Lances da vida

Fúria incontida


SOLUÇO

Você contou para ela que fui eu? Pergunta Luane ao ver Astrid correr do parque. Balanço a cabeça.

– Você e Astrid? Eu reparei como a olhou.

– O quê? Vou em direção de casa seguido de Luane.

– Se envolver com Astrid vai arruinar nossa família, Soluço.

– Me deixe em paz. Já tive o suficiente por hoje.

Quando chego meus pais me esperam.

– Onde passou a noite? Meu pai fala com uma voz dura e severa como se eu tivesse cometido um assassinato.

– Na casa de uma amiga.

– Vi Astrid vindo do parque.

– E? Que eu saiba é um país livre. Ela pode ir onde ela quiser.

– Só não queremos que se meta em problemas. As pessoas comentam...

– Sobre o que?

– Não quero falar disso agora. Diz minha mãe transtornada indo se entorpecer mais.

– Vamos conversar sim, agora.

– Soluço, por favor, não grite. Minha mãe se certifica de que os vizinhos não estejam vendo a cena que faço.

– O que dizem de mim?

– Nada Soluço. Pare com isso.

Vou até o jardim e falo o mais alto que consigo. – Estão dizendo que puxo brigas na escola? Estão dizendo que assedio Astrid? Estão dizendo que faço meus amigos beberem álcool? Vocês acreditam em tudo isso, não é mesmo? Anda, mandem as merdas das fofocas?

– agora chega, você passou dos limites. Fala meu pai parando em minha frente. – Entre e se acalme. Pode se desculpar com sua mãe na hora do jantar.

Me arrebento feito um elástico levado ao seu limite. Eu me quebro completamente.
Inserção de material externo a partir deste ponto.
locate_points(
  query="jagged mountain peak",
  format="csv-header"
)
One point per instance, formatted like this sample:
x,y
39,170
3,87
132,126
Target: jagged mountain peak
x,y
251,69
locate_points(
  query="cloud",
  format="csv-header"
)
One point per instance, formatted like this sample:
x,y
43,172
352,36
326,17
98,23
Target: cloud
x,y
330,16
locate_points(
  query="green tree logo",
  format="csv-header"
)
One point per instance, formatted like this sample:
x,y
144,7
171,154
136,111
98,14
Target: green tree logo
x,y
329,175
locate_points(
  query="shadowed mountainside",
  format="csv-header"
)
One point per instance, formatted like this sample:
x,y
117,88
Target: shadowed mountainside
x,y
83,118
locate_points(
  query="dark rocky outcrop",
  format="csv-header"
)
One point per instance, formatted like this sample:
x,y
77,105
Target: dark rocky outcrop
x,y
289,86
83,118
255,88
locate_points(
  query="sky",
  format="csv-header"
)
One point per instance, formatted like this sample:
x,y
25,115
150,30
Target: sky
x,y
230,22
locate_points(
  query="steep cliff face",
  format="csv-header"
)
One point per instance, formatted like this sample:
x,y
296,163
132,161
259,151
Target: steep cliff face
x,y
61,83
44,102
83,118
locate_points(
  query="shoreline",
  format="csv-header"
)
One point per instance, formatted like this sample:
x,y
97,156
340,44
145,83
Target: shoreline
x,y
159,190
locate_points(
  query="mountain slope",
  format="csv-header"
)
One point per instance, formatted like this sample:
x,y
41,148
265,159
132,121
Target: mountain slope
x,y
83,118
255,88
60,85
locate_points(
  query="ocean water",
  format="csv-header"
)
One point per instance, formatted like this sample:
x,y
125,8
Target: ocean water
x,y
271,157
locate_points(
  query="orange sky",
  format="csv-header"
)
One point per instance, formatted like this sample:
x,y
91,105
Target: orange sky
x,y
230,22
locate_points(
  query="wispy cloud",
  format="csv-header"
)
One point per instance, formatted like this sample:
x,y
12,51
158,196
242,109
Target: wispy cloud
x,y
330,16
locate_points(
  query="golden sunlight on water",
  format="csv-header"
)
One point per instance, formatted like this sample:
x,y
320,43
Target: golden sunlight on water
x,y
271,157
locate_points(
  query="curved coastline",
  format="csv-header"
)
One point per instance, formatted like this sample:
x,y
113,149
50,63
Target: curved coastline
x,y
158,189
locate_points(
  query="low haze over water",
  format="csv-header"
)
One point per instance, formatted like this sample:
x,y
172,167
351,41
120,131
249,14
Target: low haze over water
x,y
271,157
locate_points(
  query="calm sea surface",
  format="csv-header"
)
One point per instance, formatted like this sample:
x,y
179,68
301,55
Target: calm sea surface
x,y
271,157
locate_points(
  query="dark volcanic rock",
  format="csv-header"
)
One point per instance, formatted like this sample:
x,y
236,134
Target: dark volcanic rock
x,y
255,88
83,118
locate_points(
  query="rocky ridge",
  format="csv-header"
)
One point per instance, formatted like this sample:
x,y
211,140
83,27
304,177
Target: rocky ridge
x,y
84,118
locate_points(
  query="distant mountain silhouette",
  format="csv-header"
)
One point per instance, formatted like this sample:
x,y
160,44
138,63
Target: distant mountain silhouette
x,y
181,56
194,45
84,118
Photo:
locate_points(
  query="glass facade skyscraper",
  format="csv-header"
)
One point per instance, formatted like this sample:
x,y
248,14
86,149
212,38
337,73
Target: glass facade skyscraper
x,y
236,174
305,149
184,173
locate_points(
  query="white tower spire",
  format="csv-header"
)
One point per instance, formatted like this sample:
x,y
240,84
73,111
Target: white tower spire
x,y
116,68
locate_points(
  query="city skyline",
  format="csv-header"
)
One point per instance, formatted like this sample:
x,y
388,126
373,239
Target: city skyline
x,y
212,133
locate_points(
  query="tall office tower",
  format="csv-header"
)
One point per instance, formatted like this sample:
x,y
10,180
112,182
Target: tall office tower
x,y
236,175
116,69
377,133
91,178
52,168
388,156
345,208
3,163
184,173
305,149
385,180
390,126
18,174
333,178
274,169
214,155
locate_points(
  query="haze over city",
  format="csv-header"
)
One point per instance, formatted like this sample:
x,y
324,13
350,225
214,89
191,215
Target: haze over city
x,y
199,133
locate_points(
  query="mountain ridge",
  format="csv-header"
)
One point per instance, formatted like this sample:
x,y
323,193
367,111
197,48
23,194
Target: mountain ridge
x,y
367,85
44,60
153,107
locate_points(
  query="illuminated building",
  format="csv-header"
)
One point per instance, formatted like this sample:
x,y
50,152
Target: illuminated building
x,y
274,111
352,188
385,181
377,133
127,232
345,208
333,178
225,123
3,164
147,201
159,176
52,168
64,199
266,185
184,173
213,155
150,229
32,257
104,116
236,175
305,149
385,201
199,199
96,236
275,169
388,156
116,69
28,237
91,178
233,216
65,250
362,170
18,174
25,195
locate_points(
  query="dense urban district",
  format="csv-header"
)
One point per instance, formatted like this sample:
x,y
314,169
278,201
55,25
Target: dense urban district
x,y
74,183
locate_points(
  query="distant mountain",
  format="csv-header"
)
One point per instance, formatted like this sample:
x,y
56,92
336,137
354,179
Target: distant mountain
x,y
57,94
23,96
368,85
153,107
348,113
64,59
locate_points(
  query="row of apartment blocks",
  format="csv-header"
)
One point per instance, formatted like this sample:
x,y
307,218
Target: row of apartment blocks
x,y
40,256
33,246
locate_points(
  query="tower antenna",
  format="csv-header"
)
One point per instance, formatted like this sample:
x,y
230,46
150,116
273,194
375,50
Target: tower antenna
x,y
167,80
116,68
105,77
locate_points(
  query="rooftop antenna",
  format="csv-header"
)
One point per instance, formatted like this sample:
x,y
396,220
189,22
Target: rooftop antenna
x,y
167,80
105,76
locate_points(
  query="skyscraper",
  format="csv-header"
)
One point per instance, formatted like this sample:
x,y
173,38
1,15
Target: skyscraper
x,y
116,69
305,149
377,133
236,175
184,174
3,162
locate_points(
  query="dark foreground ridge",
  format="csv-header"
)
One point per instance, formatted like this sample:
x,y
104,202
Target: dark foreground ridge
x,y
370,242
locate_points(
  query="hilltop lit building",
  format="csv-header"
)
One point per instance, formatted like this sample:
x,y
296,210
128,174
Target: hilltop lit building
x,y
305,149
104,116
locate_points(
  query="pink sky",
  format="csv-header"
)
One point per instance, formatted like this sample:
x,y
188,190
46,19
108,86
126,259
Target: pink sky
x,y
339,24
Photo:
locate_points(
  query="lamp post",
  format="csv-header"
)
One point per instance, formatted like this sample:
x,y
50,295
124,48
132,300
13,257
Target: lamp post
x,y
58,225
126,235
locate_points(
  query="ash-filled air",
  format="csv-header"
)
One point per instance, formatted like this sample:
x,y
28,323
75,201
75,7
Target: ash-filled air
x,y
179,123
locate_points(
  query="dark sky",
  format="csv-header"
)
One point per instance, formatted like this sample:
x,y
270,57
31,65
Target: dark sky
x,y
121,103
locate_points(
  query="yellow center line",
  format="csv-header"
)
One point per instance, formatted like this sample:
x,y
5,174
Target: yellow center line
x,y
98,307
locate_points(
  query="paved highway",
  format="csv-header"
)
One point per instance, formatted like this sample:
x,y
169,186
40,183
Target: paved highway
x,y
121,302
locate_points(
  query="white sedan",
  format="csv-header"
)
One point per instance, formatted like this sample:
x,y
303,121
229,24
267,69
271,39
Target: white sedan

Beijar Astrid, a suspensão da escola, as manipulações da Kendra, a minha irmã, meus pais e sua incapacidade de encarar a realidade, o vicio da mamãe, os boatos falsos, tudo isso me enlouquece.

– Não saio daqui até que todas as cartas estejam na mesa.

Meu pai endurece ainda mais e seus olhos estão enfurecidos. – Essa é minha casa. E enquanto viver aqui seguirá as minhas regras. Agora entre, acalme-se e deixe sua mãe em paz.

Não dá mais, chega. Isso é doentio e eu não tenho mais estomago para aguentar essas coisas. O único jeito de curar minha família é se eu não estiver junto. Eu sou a raiz dos seus problemas. Arranque a raiz e o problema some.

– Vou embora.

Penso em Asty. Ela é a pessoa mais forte que conheço. Ela confrontou Kendra, vai à escola todos os dias mesmo sendo julgada e apontada, e trabalhou duro na casa da senhora Reymond para alcançar seu objetivo de ir para o Canadá. O acidente fez dela mais forte. E ela me fez uma pessoa forte.

– Onde pensa que vai?

– Vou só pegar minha coisas e vou embora. Não aguento mais viver cercado de negação e vergonha. Vocês também não deveriam.

– Isso é o que somos, filho. Tudo isso nos mudou todos nós. Estávamos bem até você chegar e estragar tudo.

– Vocês não querem que volte ao normal? Eu estou disposto a qualquer coisa para melhorar as coisas.

– Deveria ter pensado nisso antes de atropelar a Astrid. Eu nunca gostaria de falar isso para um filho, mas Soluço Strondus...você é um bastardo egoísta.

Vou ao meu quarto, pego minha mochila e coloco algumas coisas que sejam necessárias. Em cinco minutos já estou pronto para sair. Dou uma última olhada no meu quarto.

Meu sabre de luz ainda está na estante esperando que eu volte, eu não vou voltar. Tenho esperança que ao sair minha mãe vai parar de se drogar, Luane vai voltar a ser uma adolescente normal com ou sem a verdade e meu pai vai cair na real, quando estiver pronto.

Já eu terei que encontrar o meu lugar no mundo e parar de querer que as coisas voltem ao normal. Normal não existe. A família Strondus não existe mais. Estou por minha conta.

Suspiro e entro de novo no quarto e pego meu sabre de luz colocando-o na mochila e saio. Luane aparece e bloqueia minha passagem.

– Não vá

– Sai da minha frente.

– Nós precisamos de você, Soluço.

– Eles ficarão bem, e você precisa superar o acidente e seguir em frente. Não estarei mais aqui para te proteger. Cuide-se sozinha agora.

Passo por ela e sigo para fora de casa. Sem ideia de para onde ir, mas com uma sensação de liberdade. Olho para a casa de Astrid. Não a vejo, mas sei que está em casa. Dou um aceno de despedida e sigo em frente.

É no gazebo que passo a noite fria e solitária.